Just like the families of the MEK hostages, Glenn Stock believed that his loved sister needed help to get out of the cult. So he waited for an opportunity to break through and take his sister out. He regrets that their father died without saying goodbye to his daughter. “I witnessed this, and it wasn’t pleasant,” he writes about the anti-family rulings of the cult. “My dad was classified as a Suppressive Person because he attempted to obstruct the progress of his daughter’s training within the cult. His attempts were met with hostility that created anxiety for him and the rest of us. He left this world with deep emotional stress over having lost his only daughter.”
This is the traumatic fate of many mothers and fathers of the MEK members. So many of them died before they could even have a short phone call with their children in the MEK. Just a few examples of the recently deceased parents are the followings: The mother of Mohammad Hamid Atabay, the father of Bizhan Dehdashtnai, the mother of Javad Abdi, the father of Mohammad Javad Nowruzi, the mother of Manour Ramhormozy.

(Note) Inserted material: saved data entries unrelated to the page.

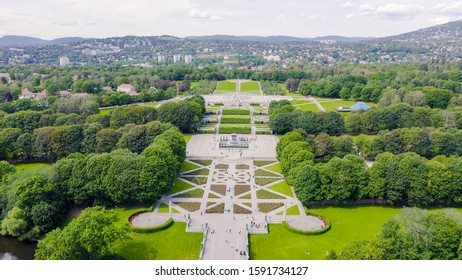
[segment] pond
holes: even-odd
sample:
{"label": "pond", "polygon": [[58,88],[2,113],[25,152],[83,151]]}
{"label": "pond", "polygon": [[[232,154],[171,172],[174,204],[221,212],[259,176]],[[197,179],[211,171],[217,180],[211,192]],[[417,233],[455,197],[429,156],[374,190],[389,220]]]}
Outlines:
{"label": "pond", "polygon": [[33,260],[37,242],[19,241],[0,236],[0,260]]}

While Stock’s sister could come for the funeral of his father, standing distant from the family, members of the MEK have never been informed about the death of their parents. Stock could finally find the “loophole” to talk to his sister at the funeral of their aunt but families of the MEK hostages have no way except writing letters to the International bodies and Albanian authorities. They even publish videos speaking to their loved ones but they know that they are isolated and will not receive their messages. Nevertheless, they do not get tired of pursuing the case of their loved ones imprisoned inside the cult of Rajavi.
However, Glenn Stock knows that some destructive cults prevent any possibility for their members and their families to communicate. “If you have a family member or a friend in Scientology, or any religious cult, and you’ve lost the ability to communicate, plant that seed and wait for the opportunity to help”, he suggests. “Do it before it’s too late, and be ready to do whatever you can when the call for help arrives.”